XPENG is seeking to optimize model inference and deploy high-performance, large-scale AI models for autonomous driving and beyond.
Requirements
- Strong coding skills in C++ and Python with a focus on performance and scalability.
- Proficient in deploying deep learning models using TensorRT, ONNX Runtime, or TVM.
- Familiarity with CUDA programming and parallel computing principles.
- Solid understanding of model inference workflows and system-level performance tuning.
- Experience in quantization-aware training or post-training quantization.
- Hands-on experience with deploying vision-language or large multimodal models.
- Familiarity with low-precision inference (INT8/FP16), kernel fusion, and operator-level optimization.
Responsibilities
- Optimize large-scale multimodal models for low-latency inference and efficient memory usage across diverse hardware platforms.

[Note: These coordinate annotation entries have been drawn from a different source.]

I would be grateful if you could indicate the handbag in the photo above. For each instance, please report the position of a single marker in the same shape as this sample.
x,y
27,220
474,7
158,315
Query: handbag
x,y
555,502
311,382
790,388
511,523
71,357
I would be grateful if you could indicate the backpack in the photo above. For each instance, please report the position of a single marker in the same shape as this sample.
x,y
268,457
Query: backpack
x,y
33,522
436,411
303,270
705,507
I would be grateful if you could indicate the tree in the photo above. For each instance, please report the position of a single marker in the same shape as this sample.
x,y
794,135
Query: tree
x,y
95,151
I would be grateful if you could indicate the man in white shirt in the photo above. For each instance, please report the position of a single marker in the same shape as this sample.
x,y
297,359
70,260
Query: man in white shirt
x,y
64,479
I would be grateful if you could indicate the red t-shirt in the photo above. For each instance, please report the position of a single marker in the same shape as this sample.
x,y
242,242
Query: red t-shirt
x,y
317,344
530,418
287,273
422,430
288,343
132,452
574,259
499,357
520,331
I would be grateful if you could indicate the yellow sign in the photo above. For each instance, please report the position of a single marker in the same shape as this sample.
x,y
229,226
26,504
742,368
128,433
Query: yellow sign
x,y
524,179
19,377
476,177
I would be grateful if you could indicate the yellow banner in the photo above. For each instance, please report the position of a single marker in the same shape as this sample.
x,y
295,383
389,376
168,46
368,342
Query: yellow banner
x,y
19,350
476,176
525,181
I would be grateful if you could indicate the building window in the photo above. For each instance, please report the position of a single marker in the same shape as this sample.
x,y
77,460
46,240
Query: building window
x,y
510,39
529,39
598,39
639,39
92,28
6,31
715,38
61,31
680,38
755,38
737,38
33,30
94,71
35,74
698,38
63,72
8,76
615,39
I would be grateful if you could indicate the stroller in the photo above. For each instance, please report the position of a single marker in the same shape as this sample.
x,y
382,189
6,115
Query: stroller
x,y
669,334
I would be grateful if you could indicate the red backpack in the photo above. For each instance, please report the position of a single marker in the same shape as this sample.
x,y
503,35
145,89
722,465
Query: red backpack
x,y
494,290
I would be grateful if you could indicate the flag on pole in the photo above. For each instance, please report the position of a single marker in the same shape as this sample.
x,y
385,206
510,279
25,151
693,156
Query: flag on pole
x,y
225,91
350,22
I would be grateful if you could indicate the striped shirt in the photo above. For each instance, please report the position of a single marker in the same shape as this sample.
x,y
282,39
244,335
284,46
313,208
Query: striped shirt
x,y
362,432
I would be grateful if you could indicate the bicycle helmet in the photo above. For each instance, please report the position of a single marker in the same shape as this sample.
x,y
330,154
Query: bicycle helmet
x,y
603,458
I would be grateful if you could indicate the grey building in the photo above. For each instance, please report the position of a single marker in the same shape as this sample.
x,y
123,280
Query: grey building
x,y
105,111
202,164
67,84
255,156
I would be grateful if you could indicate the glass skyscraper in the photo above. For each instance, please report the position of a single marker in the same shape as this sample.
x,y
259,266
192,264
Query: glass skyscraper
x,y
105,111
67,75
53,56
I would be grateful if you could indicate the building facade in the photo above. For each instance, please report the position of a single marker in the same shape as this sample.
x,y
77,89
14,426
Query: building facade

- Apply state-of-the-art model compression techniques, including quantization (e.g., INT8/FP16), pruning, and knowledge distillation.
- Develop and integrate custom inference kernels targeting GPU or custom AI accelerators.
- Build profiling tools and performance models to analyze bottlenecks and guide optimization strategies.
- Contribute to real-world deployment efforts in autonomous driving systems, including on-vehicle testing and iteration.
- Track the latest research in efficient ML inference and integrate relevant techniques into production pipelines.
Other
- Master’s or Ph.D. in Computer Science, Electrical Engineering, or related field.
- Effective communicator and collaborative team player.
- Track record of open-source contributions or publications in ML/AI conferences (e.g., NeurIPS, ICML, CVPR).
- Background in system profiling, latency modeling, or compiler-level optimization.